Four new compounds prepared from the ligand 2,3-dipyridyl ketone oxime (L ²³ ) with varying Cu(II) salts were synthesised and structurally characterised, {[Cu(L ²³ )(L ²³ -H)](ClO₄)}_∞ (1), {[Cu(L ²³ )(L ²³ -H)](BF₄)¼(H₂O)}_∞ (2), [Cu₃(L ²³ -H)₂(L ²³ ′)(NO₃)₂OH]₂(NO₃)₂(C₃H₈O)₆ (3) and [Cu(L ²³ )Cl₂]_∞ (4). The effects of differing counterions, as well as the rotational conformational versatility of L ²³ , were demonstrated by the differing polymeric structures that were observed. Complex 1 and 2 both existed as 1-D polymeric chains with L ²³ acting as a pseudo-tetradentate ligand through an oxime–oximato bridge. Complex 1 formed a helical arrangement while 2 formed a chiral chain with both 1 and 2 exhibiting similar chiral packing. Complex 3 formed an unusual inverse–9–metallacrown–3 complex, with one of the L ²³ ligands in a zwitterionic form.
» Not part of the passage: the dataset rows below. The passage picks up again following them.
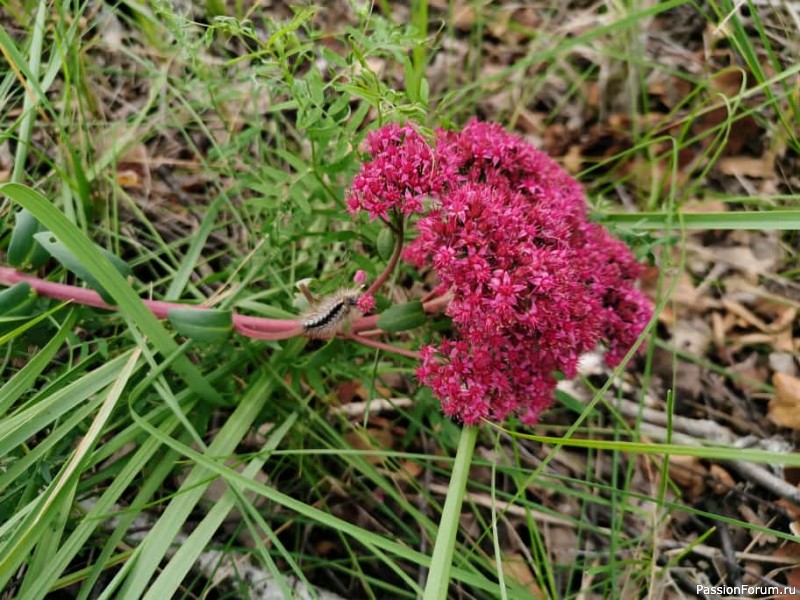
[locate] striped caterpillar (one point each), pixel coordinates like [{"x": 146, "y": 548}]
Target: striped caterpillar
[{"x": 329, "y": 315}]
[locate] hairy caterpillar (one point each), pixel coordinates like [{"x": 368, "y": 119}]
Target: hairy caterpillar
[{"x": 327, "y": 316}]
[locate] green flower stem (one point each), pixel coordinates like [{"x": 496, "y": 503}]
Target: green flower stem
[{"x": 442, "y": 560}]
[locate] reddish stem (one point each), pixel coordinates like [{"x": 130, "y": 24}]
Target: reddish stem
[
  {"x": 382, "y": 346},
  {"x": 253, "y": 327}
]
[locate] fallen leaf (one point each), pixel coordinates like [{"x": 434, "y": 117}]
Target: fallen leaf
[{"x": 784, "y": 408}]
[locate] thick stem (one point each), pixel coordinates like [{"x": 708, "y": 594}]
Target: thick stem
[
  {"x": 255, "y": 327},
  {"x": 390, "y": 266}
]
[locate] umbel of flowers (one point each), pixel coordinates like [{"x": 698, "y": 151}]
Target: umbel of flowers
[{"x": 533, "y": 284}]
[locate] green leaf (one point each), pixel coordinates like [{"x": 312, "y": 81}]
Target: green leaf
[
  {"x": 66, "y": 257},
  {"x": 16, "y": 300},
  {"x": 126, "y": 299},
  {"x": 24, "y": 251},
  {"x": 402, "y": 317},
  {"x": 209, "y": 325}
]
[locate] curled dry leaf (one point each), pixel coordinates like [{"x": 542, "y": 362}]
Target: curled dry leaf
[{"x": 784, "y": 408}]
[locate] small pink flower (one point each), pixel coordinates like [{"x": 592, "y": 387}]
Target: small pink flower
[
  {"x": 402, "y": 172},
  {"x": 366, "y": 303}
]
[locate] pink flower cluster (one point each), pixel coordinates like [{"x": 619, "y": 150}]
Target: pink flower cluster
[{"x": 533, "y": 283}]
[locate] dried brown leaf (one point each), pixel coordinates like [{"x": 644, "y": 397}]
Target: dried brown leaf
[{"x": 784, "y": 408}]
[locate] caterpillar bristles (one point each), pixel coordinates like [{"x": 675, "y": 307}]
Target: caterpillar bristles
[{"x": 330, "y": 315}]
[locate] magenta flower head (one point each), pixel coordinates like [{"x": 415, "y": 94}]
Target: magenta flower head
[
  {"x": 403, "y": 171},
  {"x": 533, "y": 283}
]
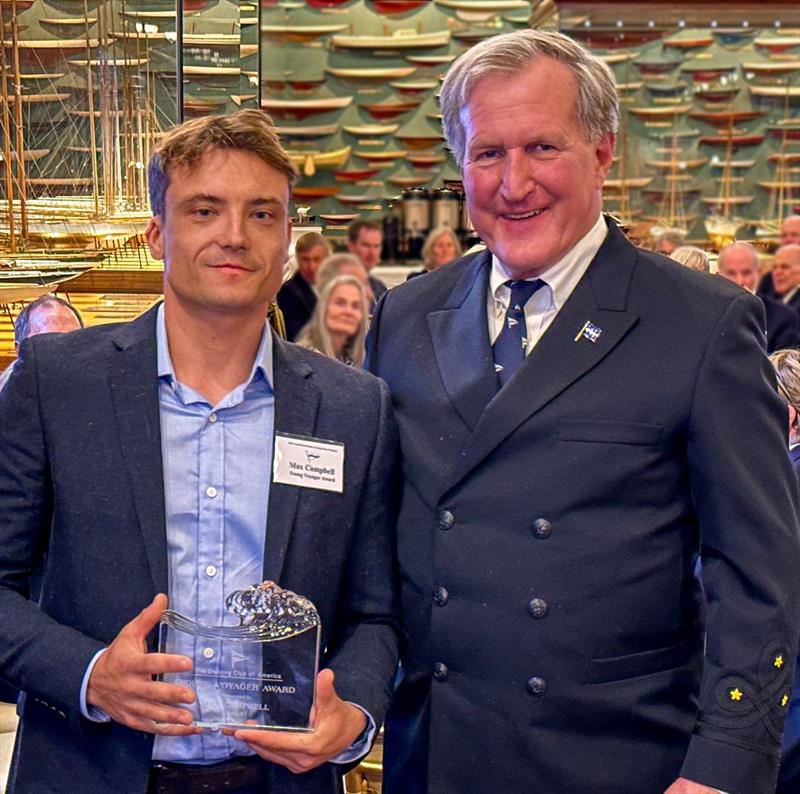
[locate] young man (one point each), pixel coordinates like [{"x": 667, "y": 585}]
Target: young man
[{"x": 139, "y": 458}]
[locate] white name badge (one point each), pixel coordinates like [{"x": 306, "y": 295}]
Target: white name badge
[{"x": 308, "y": 463}]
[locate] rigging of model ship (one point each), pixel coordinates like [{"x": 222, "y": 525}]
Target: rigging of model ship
[{"x": 86, "y": 91}]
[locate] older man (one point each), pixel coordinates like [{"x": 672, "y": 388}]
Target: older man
[
  {"x": 46, "y": 315},
  {"x": 297, "y": 297},
  {"x": 789, "y": 235},
  {"x": 136, "y": 461},
  {"x": 365, "y": 240},
  {"x": 739, "y": 263},
  {"x": 570, "y": 447},
  {"x": 786, "y": 275}
]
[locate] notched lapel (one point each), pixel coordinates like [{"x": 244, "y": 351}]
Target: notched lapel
[
  {"x": 563, "y": 354},
  {"x": 460, "y": 339},
  {"x": 296, "y": 403},
  {"x": 133, "y": 378}
]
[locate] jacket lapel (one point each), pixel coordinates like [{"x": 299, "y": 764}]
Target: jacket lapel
[
  {"x": 296, "y": 402},
  {"x": 564, "y": 354},
  {"x": 460, "y": 338},
  {"x": 133, "y": 378}
]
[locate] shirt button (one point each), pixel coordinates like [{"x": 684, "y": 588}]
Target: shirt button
[
  {"x": 445, "y": 520},
  {"x": 542, "y": 528},
  {"x": 538, "y": 607},
  {"x": 537, "y": 686}
]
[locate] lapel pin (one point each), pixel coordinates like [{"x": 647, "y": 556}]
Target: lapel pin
[{"x": 589, "y": 331}]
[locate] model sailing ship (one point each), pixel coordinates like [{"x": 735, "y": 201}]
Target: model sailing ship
[{"x": 81, "y": 112}]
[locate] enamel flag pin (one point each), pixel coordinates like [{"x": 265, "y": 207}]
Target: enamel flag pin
[{"x": 589, "y": 331}]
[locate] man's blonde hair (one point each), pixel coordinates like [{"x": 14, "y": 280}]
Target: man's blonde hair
[{"x": 246, "y": 130}]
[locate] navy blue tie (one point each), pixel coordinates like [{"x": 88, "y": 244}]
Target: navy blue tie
[{"x": 511, "y": 345}]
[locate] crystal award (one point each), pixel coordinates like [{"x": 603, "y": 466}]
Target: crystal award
[{"x": 260, "y": 674}]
Complex 4 was present as a simple 1-D meso-helical chain.

Keywords:

• dipyridyl ketone oxime
• coordination-polymer
• inverse-9-metallacrown-3 copper triangle
• oxime–oximato
• chiral propeller

Disclosure statement

No potential conflict of interest was reported by the authors.

Additional information

Funding

This work was supported by the Tertiary Education Commission New Zealand for the award of a Top Achiever Doctoral Scholarship (VJA) and the University of Otago Research Committee (VJA) and the University of Otago are thanked for financial support.